As the first day of demonstrations stretched into the night, Rehman focused his ire on the country’s powerful military, which he and other opposition figures have accused of helping former cricket star Khan win last year’s election.
“They [the military] have not come to power on the public’s mandate but on someone else’s direction… they won’t work for the public rather they will only please their selectors,” Rehman told his supporters from a makeshift stage.
The first day of the protest remained peaceful even as some in the crowd called for moving the rally closer to parliament, just hours after several marches from across Pakistan converged on Islamabad.
“This is a peaceful rally and we are peaceful people, therefore we want to stay peaceful otherwise this [crowd] has the strength to go to the prime minister’s office and arrest him,” said Rehman.
“You have two days to resign,” he added.
Earlier in the day security forces blocked the main entry points to the city with shipping containers but protesters streamed into the capital, with more than 20,000 gathering for Friday prayers, according to an AFP reporter.
Protesters waved black-and-white striped JUI-F flags and chanted slogans as a series of opposition figures and Islamist leaders addressed the crowd.
“The time has arrived for us to get rid of this illegitimate government,” Shehbaz Sharif, leader of the Pakistan Muslim League-Nawaz party, told protesters.
“After one year in power, 220 million Pakistanis are screaming but the time has arrived for Imran Khan to scream.”
The protest represents the first major challenge to Khan’s administration as it struggles to quell simmering public anger over a faltering economy and double-digit inflation.

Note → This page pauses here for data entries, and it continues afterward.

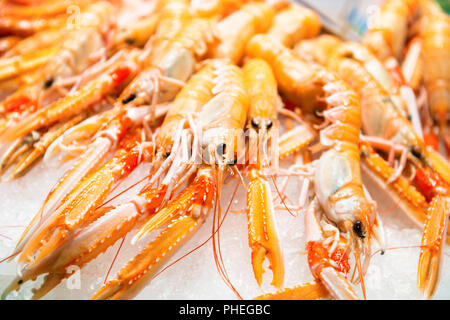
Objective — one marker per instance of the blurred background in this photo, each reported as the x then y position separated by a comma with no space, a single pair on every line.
349,18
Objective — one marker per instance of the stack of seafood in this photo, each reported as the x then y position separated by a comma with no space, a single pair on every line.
205,91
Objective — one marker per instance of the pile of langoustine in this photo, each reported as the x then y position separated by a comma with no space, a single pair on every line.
178,88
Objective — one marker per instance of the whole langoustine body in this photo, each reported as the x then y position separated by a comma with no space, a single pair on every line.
183,90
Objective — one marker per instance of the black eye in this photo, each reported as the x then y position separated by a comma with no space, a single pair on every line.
48,83
358,228
416,152
130,41
233,162
255,123
221,149
130,98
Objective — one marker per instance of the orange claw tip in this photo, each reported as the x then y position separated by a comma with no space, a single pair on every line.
263,235
110,291
432,244
306,291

“We are protesting to send these incapable rulers home… our people are unemployed and factories are shutting down,” protester Abu Saeed Khan, who travelled to the capital from the northwestern city of Peshawar, told our reporters.
“We have to remove them from power,” added Anas Khan, another demonstrator.
The demonstrators have remained vague about what tactics they plan to use during the protest or just how long they will stay in Islamabad.
Rehman, an influential cleric, insists that Khan must be removed from office and a new “free and fair” election held.
The scene on Friday was reminiscent of similar protests that Khan led as an opposition leader in 2014 when his party held months-long mass demonstrations in Islamabad in a failed bid to bring down the government.
As protesters massed in the capital, Khan slammed Rehman during a televised speech in the northern city of Gilgit, vowing to prosecute the cleric for alleged corruption.
“Those who make money in the name of Islam have been exposed,” Khan told a thousands-strong crowd of cheering supporters. “I have promised to Allah I will send all those to jail who looted the country.”
Ahead of the protests, social media users panned Rehman and his hardline followers over their refusal to allow women to participate, while there were scattered reports that female journalists were prevented from covering the demonstration.
Journalist Shiffa Z. Yousafzai tweeted: “While giving the intro a man came and started saying women arent allowed, women CANNOT be here. Leave! Slowly but in a minute’s time a crowd of men encircled us and started chanting the slogans, we had to leave.”